Youth and Caseworker Perspectives on Older Adolescents in California Foster Care: Youths' Education Status and Services.
Chapin Hall Discussion Paper.
Chapin Hall at the University of Chicago.
This paper examines the educational status of and services available to older adolescents in foster care in California, both from the viewpoint of the young people themselves and from the viewpoint of caseworkers who work with foster youth. Three specific areas are examined in the paper: the educational history and status of older adolescents in care, the perception of how ready these youth are to pursue their educational goals, and the availability and helpfulness of education related services. Data is drawn from the California Youth Transitions to Adulthood Study (CalYOUTH) and includes responses from 235 California caseworkers who serve older foster care youth and 727 foster adolescents.
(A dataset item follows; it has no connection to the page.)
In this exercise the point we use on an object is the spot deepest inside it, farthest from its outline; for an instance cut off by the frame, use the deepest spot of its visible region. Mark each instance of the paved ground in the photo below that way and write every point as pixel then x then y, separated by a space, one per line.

Findings indicate youth were generally optimistic about their future educational attainment; nearly all of them expect to finish high school and over 80% expect to graduate from college; most youth are connected to school, work, or both, however, about 1 in 10 are not connected to either; young people said they were encouraged to pursue their education by three important groups of adults in their lives: family members, school workers, and individuals working in the foster care system; about 45% of youth said that receiving support to continue their education was the biggest reason they would choose to stay in care; 60% of workers reported that youth saw extended care as an important way to pursue their educational goals; although the majority of youth aspire to complete a college degree, more than half are reading below a high school level at age 18; and most youth said that their guardians or biological family are the people who provide the most help with their education, and only one-third said they received a lot of services intended to support them educationally. 7 tables and 11 references.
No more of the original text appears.